‘Foxcatcher’ Continues True Crime Trend

Netflix’s new documentary Team Foxcatcher continues the red-hot true crime genre

Sports movies tend to carry a triumphant theme and tone. They are usually underdog tales meant to inspire or uplift, but Netflix’s Team Foxcatcher is not your typical spirited documentary. While men dream of glory and overcoming the odds in the game of American Olympic wrestling, this doc shifts its focus to an unstable subject, millionaire John du Pont.

Just two years ago, Bennett Miller re-introduced the world to du Pont and his murder of Olympic wrestler and Coach Dave Schultz. The film is dark and brooding, and Steve Carell earned an Academy Award nomination for his disquieting portrayal of John du Pont. While Bennett’s Foxcatcher paints the infamous man as mysterious and creepy, Team Foxcatcher puts us face to face with the man himself.

There is a sense of dread that surrounds Miller’s feature, but the Netflix documentary introduces us to the other teammates that made up the rest of the wrestling team. Through interviews with other athletes and Schultz’s wife Nancy (the emotional center of the documentary), we see the Foxcatcher compound through different eyes.
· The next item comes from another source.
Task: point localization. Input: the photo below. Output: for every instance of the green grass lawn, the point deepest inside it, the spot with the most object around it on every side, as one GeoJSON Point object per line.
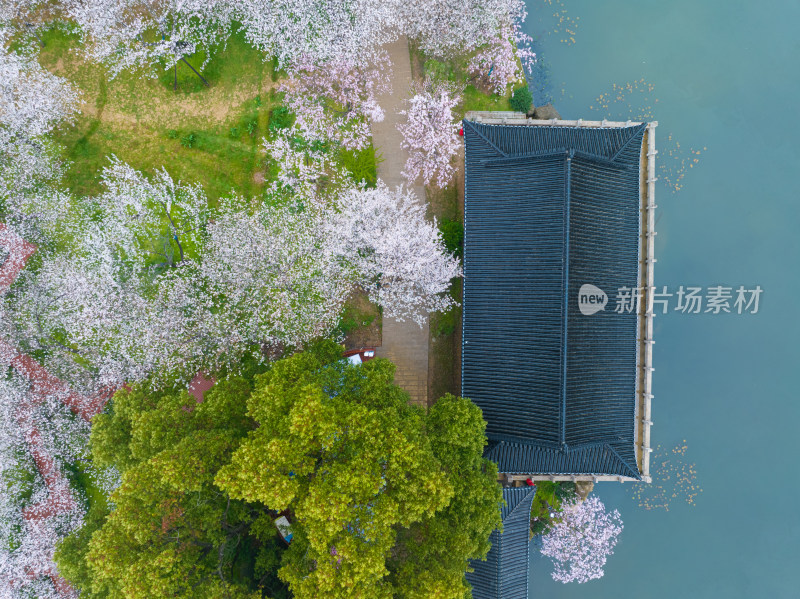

When the athletes arrive there is a sense that it’s almost too good to be true—a lavish recreational space that almost guaranteed gold medal victory over the Soviet Union.

It doesn’t take long for Team Foxcatcher to delve into du Pont’s paranoia, and as it grows the more alarming it is. He thinks there are tunnels in and out of the vast estate and that his father built mechanical trees on the property. It’s not long before the athletes are being threatened at gunpoint, and he even fires African American members of the team because he suddenly is freaked out by anything that’s the color black.

Part of what makes Team Foxcatcher so disturbing is how it’s shot. Using almost all interviews and archival footage, we get to see the actual Foxcatcher compound and how John du Pont interacted with his athletes. We see the childish glint in his eye and how he carries himself. It’s as if what we’re watching is from a box of home movies that should never have been opened. The doc shows how fierce of a competitor Dave was in the ring. He comes across as a loving father and very much admired by his fellow athletes, and one of the saddest moments comes to the end when his children talk about how du Pont robbed them of knowing their dad. John du Pont looms over almost everything. In certain shots he reminded me of a more childish Robert Durst.

The major complaint I have about the new documentary is that Mark Schultz is nowhere to be found. The main focus is du Pont’s relationship with his wrestlers and his descent into madness, and we begin and end the documentary with explanations of Dave’s murder. Mark, a wrestler who penned his own book after his brother’s murder, isn’t even mentioned in any of the footage. Doesn’t that seem strange to anyone else?

Re-visiting true crime is pretty hot right now in television. The People vs. OJ Simpson set the bar very high and Making a Murderer definitely whipped everyone into a frenzy. Team Foxcatcher is another small reminder that fact can indeed be more terrifying than fiction.